You are viewing a plain text version of this content. The canonical link for it is here.
Posted to common-user@hadoop.apache.org by stephen mulcahy <st...@deri.org> on 2009/06/10 16:39:19 UTC
Hadoop benchmarking
Hi,
I'm currently doing some testing of different configurations using the
Hadoop Sort as follows,
bin/hadoop jar hadoop-*-examples.jar randomwriter
-Dtest.randomwrite.total_bytes=107374182400 /benchmark100
bin/hadoop jar hadoop-*-examples.jar sort /benchmark100 rand-sort
The only changes I've made from the standard config are the following in
conf/mapred-site.xml
<property>
<name>mapred.child.java.opts</name>
<value>-Xmx1024M</value>
</property>
<property>
<name>mapred.tasktracker.map.tasks.maximum</name>
<value>8</value>
</property>
<property>
<name>mapred.tasktracker.reduce.tasks.maximum</name>
<value>4</value>
</property>
I'm running this on 4 systems, each with 8 processor cores and 4
separate disks.
Is there anything else I should change to stress memory more? The
systems in questions have 16GB of memory but the most thats getting used
during a run of this benchmark is about 2GB (and most of that seems to
be os caching).
Thanks,
-stephen
--
Stephen Mulcahy, DI2, Digital Enterprise Research Institute,
NUI Galway, IDA Business Park, Lower Dangan, Galway, Ireland
http://di2.deri.ie http://webstar.deri.ie http://sindice.com
Re: Hadoop benchmarking
Posted by Matei Zaharia <ma...@cloudera.com>.
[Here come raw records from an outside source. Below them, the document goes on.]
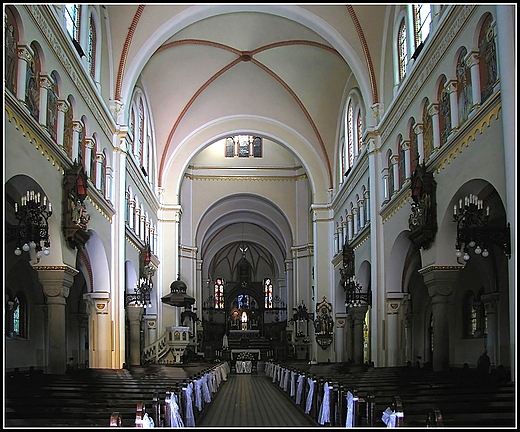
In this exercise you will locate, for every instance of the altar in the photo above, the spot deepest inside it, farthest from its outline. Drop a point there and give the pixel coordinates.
(244, 366)
(235, 353)
(248, 334)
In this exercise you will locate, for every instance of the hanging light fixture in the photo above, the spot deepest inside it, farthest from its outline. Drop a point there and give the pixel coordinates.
(32, 231)
(353, 295)
(142, 291)
(473, 232)
(141, 296)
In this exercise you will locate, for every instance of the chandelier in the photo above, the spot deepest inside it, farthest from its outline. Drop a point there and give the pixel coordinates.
(32, 231)
(141, 296)
(142, 291)
(353, 295)
(473, 232)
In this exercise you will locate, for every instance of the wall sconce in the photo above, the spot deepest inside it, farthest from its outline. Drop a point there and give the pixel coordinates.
(473, 230)
(353, 295)
(33, 227)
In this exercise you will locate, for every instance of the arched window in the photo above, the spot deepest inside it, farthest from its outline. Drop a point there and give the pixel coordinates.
(72, 14)
(421, 23)
(414, 147)
(488, 58)
(92, 162)
(32, 87)
(68, 132)
(91, 47)
(350, 135)
(427, 131)
(444, 111)
(52, 107)
(464, 95)
(359, 131)
(402, 162)
(10, 53)
(219, 294)
(402, 50)
(268, 293)
(390, 175)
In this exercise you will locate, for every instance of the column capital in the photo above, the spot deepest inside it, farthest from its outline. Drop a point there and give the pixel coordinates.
(98, 301)
(56, 281)
(394, 301)
(440, 280)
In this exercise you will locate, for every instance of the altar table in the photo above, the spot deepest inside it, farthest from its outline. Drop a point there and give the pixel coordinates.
(243, 366)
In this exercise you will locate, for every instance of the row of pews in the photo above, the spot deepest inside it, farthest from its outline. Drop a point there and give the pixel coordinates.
(396, 397)
(117, 398)
(181, 406)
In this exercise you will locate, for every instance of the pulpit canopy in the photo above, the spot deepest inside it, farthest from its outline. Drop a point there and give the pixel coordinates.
(178, 296)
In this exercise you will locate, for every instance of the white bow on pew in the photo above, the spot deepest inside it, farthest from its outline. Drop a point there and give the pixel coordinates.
(324, 416)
Owen, one problem with Arun's slide deck is that while it lists the
parameters that matter, it doesn't list suggested values for them. Do you
have any guide about that? In particular, the only places I know that talk
about how to set these parameters are
http://www.cloudera.com/blog/2009/03/30/configuration-parameters-what-can-you-just-ignore/and
http://wiki.apache.org/hadoop/FAQ#3.
On Wed, Jun 10, 2009 at 12:14 PM, Owen O'Malley <om...@apache.org> wrote:
> Take a look at Arun's slide deck on Hadoop performance:
>
> http://bit.ly/EDCg3
>
> It is important to get io.sort.mb large enough, the io.sort.factor should
> be closer to 100 instead of 10. I'd also use large block sizes to reduce the
> number of maps. Please see the deck for other important factors.
>
> -- Owen
>
Re: Hadoop benchmarking
Posted by Owen O'Malley <om...@apache.org>.
Take a look at Arun's slide deck on Hadoop performance:
http://bit.ly/EDCg3
It is important to get io.sort.mb large enough, the io.sort.factor
should be closer to 100 instead of 10. I'd also use large block sizes
to reduce the number of maps. Please see the deck for other important
factors.
-- Owen
Re: Hadoop benchmarking
Posted by Aaron Kimball <aa...@cloudera.com>.
Hi Stephen,
That will set the maximum heap allowable, but doesn't tell Hadoop's internal
systems necessarily to take advantage of it. There's a number of other
settings that adjust performance. At Cloudera we have a config tool that
generates Hadoop configurations with reasonable first-approximation values
for your cluster -- check out http://my.cloudera.com and look at the
hadoop-site.xml it generates. If you start from there you might find a
better parameter space to explore. Please share back your findings -- we'd
love to tweak the tool even more with some external feedback :)
- Aaron
On Wed, Jun 10, 2009 at 7:39 AM, stephen mulcahy
<st...@deri.org>wrote:
> Hi,
>
> I'm currently doing some testing of different configurations using the
> Hadoop Sort as follows,
>
> bin/hadoop jar hadoop-*-examples.jar randomwriter
> -Dtest.randomwrite.total_bytes=107374182400 /benchmark100
>
> bin/hadoop jar hadoop-*-examples.jar sort /benchmark100 rand-sort
>
> The only changes I've made from the standard config are the following in
> conf/mapred-site.xml
>
> <property>
> <name>mapred.child.java.opts</name>
> <value>-Xmx1024M</value>
> </property>
>
> <property>
> <name>mapred.tasktracker.map.tasks.maximum</name>
> <value>8</value>
> </property>
>
> <property>
> <name>mapred.tasktracker.reduce.tasks.maximum</name>
> <value>4</value>
> </property>
>
> I'm running this on 4 systems, each with 8 processor cores and 4 separate
> disks.
>
> Is there anything else I should change to stress memory more? The systems
> in questions have 16GB of memory but the most thats getting used during a
> run of this benchmark is about 2GB (and most of that seems to be os
> caching).
>
> Thanks,
>
> -stephen
>
> --
> Stephen Mulcahy, DI2, Digital Enterprise Research Institute,
> NUI Galway, IDA Business Park, Lower Dangan, Galway, Ireland
> http://di2.deri.ie http://webstar.deri.ie http://sindice.com
>